ある時に、『孟子』を講義していて、『孟子』の中にある「浩然の氣」のところに到って、「孟子は浩然を説く、我は浩然を行うと」と声をあげられました。
門人たちは皆驚いたということです。
「浩然」とは『広辞苑』によると、「水が盛んに流れるさま。心などが広くゆったりしているさま。」解説されています。
「浩然の氣」とは、これも『広辞苑』には「天地の間に満ち満ちている非常に盛んな精気。俗事から解放された屈託のない心境。」として解説され、「浩然の気を養う」という用例が示されています。

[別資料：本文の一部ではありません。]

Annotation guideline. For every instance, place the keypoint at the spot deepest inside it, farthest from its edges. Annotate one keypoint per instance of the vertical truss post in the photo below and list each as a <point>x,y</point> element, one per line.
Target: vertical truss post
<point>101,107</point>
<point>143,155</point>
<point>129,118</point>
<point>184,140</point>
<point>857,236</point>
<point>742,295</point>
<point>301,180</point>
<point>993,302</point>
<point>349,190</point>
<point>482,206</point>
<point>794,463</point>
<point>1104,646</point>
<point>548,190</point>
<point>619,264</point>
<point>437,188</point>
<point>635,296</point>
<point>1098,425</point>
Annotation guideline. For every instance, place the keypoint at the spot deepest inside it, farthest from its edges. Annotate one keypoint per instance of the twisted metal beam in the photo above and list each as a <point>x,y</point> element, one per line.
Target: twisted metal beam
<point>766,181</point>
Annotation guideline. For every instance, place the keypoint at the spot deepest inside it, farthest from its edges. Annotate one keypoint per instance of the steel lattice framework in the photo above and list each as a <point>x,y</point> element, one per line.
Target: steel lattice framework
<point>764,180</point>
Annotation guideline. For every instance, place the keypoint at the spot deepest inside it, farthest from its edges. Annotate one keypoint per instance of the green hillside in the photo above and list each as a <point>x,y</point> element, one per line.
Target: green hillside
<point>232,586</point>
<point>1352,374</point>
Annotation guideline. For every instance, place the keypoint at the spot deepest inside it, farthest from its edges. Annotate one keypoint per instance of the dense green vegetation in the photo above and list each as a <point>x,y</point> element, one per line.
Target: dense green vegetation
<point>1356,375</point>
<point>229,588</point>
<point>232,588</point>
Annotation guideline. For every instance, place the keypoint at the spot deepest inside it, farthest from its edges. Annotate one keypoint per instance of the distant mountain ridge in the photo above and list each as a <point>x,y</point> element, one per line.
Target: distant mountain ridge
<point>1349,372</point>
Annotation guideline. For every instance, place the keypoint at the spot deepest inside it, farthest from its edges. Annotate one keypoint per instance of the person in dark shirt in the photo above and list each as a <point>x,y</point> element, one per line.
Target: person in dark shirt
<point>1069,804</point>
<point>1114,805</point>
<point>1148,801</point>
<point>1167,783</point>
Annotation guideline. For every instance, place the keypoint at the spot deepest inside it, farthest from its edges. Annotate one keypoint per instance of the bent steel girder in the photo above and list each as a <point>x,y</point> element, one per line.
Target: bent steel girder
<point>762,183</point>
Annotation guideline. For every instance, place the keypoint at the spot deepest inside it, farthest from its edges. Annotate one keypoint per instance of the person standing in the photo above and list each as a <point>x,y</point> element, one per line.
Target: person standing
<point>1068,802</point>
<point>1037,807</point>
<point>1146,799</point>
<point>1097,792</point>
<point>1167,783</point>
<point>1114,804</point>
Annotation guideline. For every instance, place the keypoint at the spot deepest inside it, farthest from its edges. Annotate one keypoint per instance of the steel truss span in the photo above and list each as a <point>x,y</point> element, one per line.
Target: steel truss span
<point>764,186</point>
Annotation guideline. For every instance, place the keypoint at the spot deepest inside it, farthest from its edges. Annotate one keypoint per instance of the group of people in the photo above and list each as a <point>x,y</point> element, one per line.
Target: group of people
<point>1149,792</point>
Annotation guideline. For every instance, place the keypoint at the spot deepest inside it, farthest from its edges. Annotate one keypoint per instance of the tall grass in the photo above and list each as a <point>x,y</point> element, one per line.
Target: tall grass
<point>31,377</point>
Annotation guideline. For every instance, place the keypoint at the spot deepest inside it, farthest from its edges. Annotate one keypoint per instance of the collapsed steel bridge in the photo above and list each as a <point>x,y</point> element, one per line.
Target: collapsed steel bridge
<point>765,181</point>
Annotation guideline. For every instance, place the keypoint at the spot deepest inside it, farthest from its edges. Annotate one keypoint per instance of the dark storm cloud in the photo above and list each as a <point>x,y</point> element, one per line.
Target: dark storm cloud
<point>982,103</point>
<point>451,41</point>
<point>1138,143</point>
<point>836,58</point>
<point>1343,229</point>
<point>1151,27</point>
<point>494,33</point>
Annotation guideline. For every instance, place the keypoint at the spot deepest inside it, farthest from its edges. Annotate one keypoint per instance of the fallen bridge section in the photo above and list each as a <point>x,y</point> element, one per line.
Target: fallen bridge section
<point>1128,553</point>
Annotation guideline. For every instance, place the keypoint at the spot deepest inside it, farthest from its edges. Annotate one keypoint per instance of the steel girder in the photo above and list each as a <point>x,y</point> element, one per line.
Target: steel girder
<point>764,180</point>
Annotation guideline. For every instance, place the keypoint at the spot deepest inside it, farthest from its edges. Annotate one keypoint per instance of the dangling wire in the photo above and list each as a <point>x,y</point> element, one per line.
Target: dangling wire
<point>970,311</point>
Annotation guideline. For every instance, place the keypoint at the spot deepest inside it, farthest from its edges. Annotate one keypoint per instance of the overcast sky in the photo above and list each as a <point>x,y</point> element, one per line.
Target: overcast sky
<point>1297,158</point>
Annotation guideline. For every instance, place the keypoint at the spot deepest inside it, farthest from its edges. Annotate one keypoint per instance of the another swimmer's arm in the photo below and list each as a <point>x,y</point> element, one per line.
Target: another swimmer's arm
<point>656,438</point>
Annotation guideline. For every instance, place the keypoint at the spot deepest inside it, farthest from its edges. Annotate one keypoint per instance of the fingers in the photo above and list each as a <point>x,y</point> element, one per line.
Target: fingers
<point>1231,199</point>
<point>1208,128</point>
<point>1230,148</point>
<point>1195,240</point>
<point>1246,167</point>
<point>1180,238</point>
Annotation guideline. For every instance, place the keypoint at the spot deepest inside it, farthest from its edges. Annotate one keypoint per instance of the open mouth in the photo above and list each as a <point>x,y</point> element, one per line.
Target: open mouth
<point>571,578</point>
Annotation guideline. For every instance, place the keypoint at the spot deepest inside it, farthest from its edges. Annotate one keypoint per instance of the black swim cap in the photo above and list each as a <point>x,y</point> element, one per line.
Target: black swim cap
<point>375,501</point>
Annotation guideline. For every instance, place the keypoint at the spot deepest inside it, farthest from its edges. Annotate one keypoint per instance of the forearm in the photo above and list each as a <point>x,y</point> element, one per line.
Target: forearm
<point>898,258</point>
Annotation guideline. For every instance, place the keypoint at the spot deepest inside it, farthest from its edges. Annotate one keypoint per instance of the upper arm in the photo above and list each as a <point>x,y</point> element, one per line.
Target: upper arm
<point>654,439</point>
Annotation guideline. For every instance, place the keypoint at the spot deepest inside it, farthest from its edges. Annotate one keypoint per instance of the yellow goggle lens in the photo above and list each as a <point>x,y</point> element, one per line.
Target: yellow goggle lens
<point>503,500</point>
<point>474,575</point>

『孟子』には「我善く吾が浩然の気を養う」と説かれています。
『孟子』によれば、その「浩然の氣」というのは、この上なく大きく、この上なく力強く、素直な心で養ってそこなわなければ、天地の間に充満するようなものであるというのです。
私なども、この洪川老師の話を読んで、自分もなんとか「浩然の氣」を手に入れたい、我が物としたいと思って努力しました。
しかしながら、そもそも「浩然の氣」とは、天地に満ち満ちている精気ですから、これは自分の努力で獲得するようなものではありません。
洪川老師も「浩然の氣」を実践したいと念願して修行をしたのですが、相国寺の大拙老師の厳しい指導を受けて、絶望のどん底に陥って、もはやだめかと思った時に、
「一夜、定中に忽然として前後際断し絶妙の佳境に入る。」とありますように、過去も未来も断ち切って、なんとも言いようのない心境になりました。
それは「恰も大死底の如く、一切物我有るを覚えず」
全く死にきったような状態で、外の物も我もないような心境になり、更に「ただ覚ゆ、吾が腔内の一気、十方世界に彌満して、光曜無量なることを」
自分の体の内部の氣が世界中に充満して限りなく光耀いているように感じられたのです。
自己を捨て切って、放ち忘れて、天地の氣と一つになるのです。
それには、自分の意図や、作為など一切を捨て果てることが必要です。
努力して努力して力を入れて入れて、それでもどうにもならなくて、一切を放ち忘れたときに、天地の氣に満たされたとでもいうべきでしょう。
私なども長らく、無駄な力ばかりを費やして、力んでばかりいましたが、この頃になって少しずつ、それは愚かな営みであったと気がついてきました。
我を放って、天地に満ちる浩然の氣に満たされるのです。